The uninsured rate for people ages 19 to 25 fell to 27.2 percent, down from 27.7 percent a year earlier, and for ages 26 to 34 year fell to 27.2 percent from 27.5 percent a year earlier.
Employment-based insurance coverage fell to 54.9 percent from 55.1 percent. The rate of people insured through government programs like Medicare and Medicaid rose to 32.6 percent from 32.2 percent.
The rate of uninsured by race fell the most for the Asian population to 15.1 percent from 16.8 percent in 2011. The uninsured rate for Hispanic people fell to 29.1 percent from 30.1 percent.
In 2012, the uninsured rate for households with annual income less than $25,000 was 24.9 percent compared with a 7.9 percent rate for those households with income of $75,000 or more, the report said.
In terms of income, the report found that the Western part of the United States had an increase in real median household income between 2011 and 2012, while other regions were not changed.

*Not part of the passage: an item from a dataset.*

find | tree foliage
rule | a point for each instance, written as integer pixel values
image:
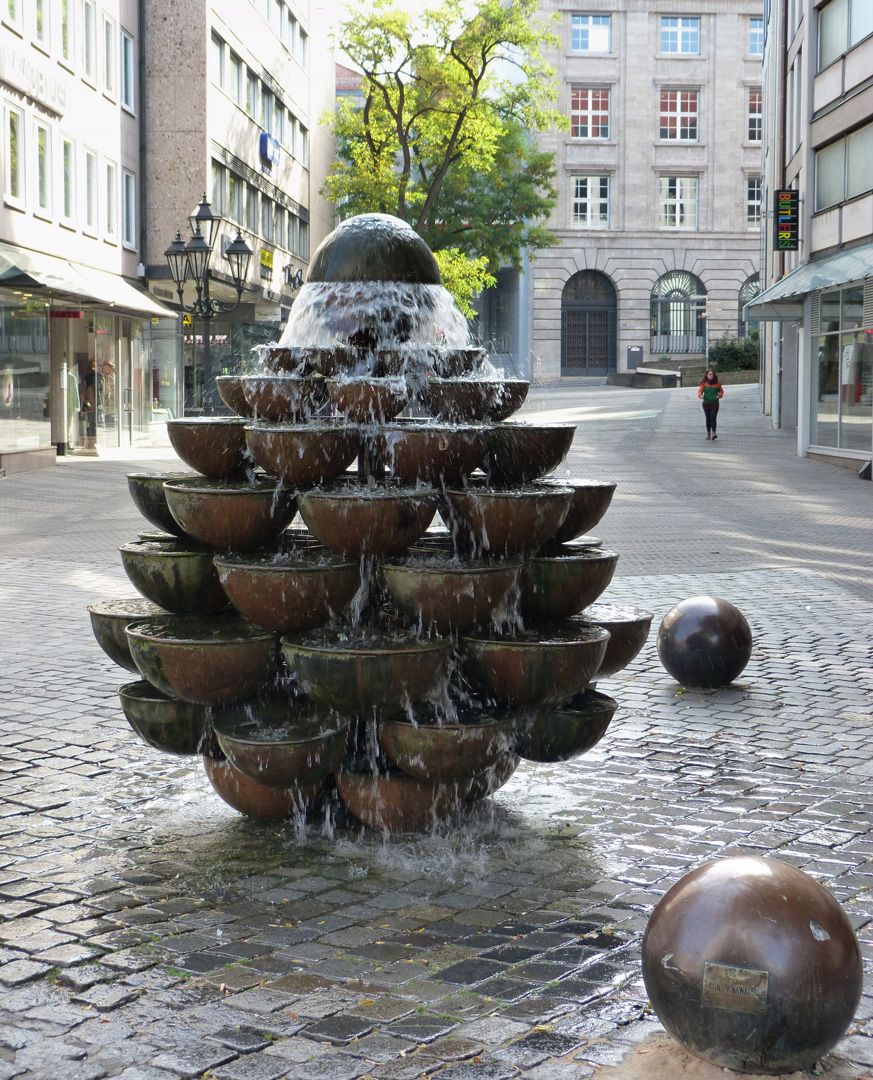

The number of children living in poverty was 16.1 million, about 21.8 percent, followed by people aged 18 to 64 at 13.7 percent. About 3.9 million people older than 65 were living in poverty.
The uninsured rate for children in poverty was 12.9 percent compared with 7.7 percent for children not in poverty, the census found.
The report is based on data from the 2013 Current Population Survey Annual Social and Economic Supplement.